Last week I posted Part One of a two-parter based on Karen Field’s recent article, “10 Skills Embedded Engineers Need Now”, which was published on Embedded.com.
Matt Liberty thinks engineers should get out of their comfort zones, with special emphasis – never bad advice to engineers – on keeping a good balance between the interpersonal and engineering skills. Jean LaBrosse wants engineers to “become skilled at expressing yourself” (both in words and graphics). No, engineers don’t need to become artists. But they “should have as a fundamental skill the ability to use block diagrams, state machine diagrams, pictures or clouds or light boxes or whatever tool can aid in conveying concepts. Particularly if they are trying to explain how something works.”
These overlapping points are excellent. I’ll go so far as to say that I’ll give a little bit on engineering talent to have someone on our team that can communicate well and has great interpersonal skills. Engineering prowess is not everything. As Jean LaBrosse says, you need to be able to communicate effectively to be successful.
Getting some RTOS experience is what Henry Wintz finds important, given the high demand for it (and the salary premium placed on it). “Given that at any given point the CPU can be called to run a different task,” engineers with RTOS under their belt “know how to make sure that the resource they are currently using is not going to be trampled on. In short, they know how to protect resources from other tasks using the service unexpectedly, while maintaining performance.”
I go along with the critical regions comment above, though at Critical Link we do see the shift to much more embedded Linux and away from big RTOS’s.
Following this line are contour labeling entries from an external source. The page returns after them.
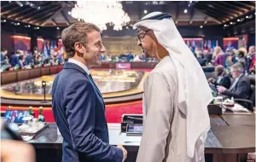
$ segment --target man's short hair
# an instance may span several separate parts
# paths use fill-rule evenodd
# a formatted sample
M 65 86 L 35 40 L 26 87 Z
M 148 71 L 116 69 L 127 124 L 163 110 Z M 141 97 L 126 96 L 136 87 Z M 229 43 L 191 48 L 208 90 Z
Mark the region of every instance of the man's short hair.
M 94 31 L 101 32 L 96 25 L 84 22 L 77 22 L 65 28 L 61 33 L 61 39 L 67 57 L 75 55 L 75 43 L 79 42 L 86 46 L 87 34 Z
M 234 64 L 231 67 L 231 68 L 233 68 L 235 71 L 240 72 L 243 72 L 243 71 L 244 71 L 243 66 L 241 63 L 239 63 L 239 62 Z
Jen Costillos says to diversify your skills. Those working barebones might want to take a Linux driver class; conversely those working on large systems might want to try their hand at working barebones. She also advises “moving up the stack: Make a mobile app or learn some back-end server stuff. It will give you a new vocabulary and perspective.” She’s also a proponent of using off-the-shelf boards because it will allow an engineer “to focus on the hard, unique stuff.” This is certainly a position that Critical Link has been advocating for years. So ‘hear, hear.’
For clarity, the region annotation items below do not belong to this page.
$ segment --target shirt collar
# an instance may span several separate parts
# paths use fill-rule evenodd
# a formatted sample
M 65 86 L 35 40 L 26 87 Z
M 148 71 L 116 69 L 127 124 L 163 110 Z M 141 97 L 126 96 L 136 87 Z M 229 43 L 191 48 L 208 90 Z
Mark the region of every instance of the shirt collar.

Software knowledge, even beyond C and C++, is important, but Elecia White thinks that “the newest trendy language is not as important as the newest, trendy processor technology….that’s just the nature of embedded.” (While we’re not so focused on “trendy” as we are on what makes sense for the industrial-strength apps our customers develop, I’ll give another ‘hear, hear’ for the importance of processor knowledge for embedded engineers.)
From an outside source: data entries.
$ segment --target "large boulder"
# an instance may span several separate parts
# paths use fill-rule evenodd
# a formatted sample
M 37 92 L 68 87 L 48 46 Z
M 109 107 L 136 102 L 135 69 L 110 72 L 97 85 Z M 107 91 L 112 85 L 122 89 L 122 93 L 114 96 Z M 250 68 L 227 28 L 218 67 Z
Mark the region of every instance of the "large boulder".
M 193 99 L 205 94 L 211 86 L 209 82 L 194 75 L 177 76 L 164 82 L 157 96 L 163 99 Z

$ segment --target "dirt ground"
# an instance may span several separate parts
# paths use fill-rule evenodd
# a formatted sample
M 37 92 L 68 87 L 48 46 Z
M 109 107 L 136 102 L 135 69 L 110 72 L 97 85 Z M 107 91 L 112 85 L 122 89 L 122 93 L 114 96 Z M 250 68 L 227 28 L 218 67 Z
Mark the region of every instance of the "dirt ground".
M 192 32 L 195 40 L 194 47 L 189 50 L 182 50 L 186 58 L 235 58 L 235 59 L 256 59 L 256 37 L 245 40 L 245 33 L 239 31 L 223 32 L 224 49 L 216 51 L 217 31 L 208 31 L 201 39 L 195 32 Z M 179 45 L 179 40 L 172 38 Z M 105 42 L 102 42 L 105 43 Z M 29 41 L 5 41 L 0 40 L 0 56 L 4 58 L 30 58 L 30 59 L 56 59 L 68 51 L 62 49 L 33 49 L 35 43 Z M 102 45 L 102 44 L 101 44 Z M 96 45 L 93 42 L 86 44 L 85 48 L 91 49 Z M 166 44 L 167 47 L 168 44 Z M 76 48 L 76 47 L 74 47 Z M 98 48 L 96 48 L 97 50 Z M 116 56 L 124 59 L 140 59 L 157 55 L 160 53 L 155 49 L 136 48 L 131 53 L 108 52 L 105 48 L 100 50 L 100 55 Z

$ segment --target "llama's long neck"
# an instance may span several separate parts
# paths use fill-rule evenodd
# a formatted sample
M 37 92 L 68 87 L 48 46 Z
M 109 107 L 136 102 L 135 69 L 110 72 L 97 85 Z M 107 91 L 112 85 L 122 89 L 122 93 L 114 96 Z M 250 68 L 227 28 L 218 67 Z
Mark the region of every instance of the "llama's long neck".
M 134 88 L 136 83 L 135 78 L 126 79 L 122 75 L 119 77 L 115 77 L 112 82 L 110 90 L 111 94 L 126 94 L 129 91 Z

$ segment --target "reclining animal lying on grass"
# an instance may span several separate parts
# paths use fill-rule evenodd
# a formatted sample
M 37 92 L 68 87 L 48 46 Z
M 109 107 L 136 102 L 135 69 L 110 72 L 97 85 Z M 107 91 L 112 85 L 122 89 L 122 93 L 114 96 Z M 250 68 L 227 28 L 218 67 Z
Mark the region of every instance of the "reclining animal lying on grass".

Developing a systems engineering mindset is certainly something that we encourage at Critical Link, as does Adam Taylor, who writes, “I have seen a number of projects suffer because things like a clear defined requirement baseline, verification strategy and a plan for demonstrating compliance was not considered early enough in the project.”
The final piece of advice in the article came from Chris Svec, and that’s “learn wireless connectivity…specifically wifi and/or Bluetooth low energy (BLE). Given the growth of the Internet of Things, on both the consumer and industrial side, I’d say that this is pretty good advice.
With technology advancing so rapidly, it’s sound advice to embedded engineers to keep learning about the technical advances that will definitely help them advance their careers.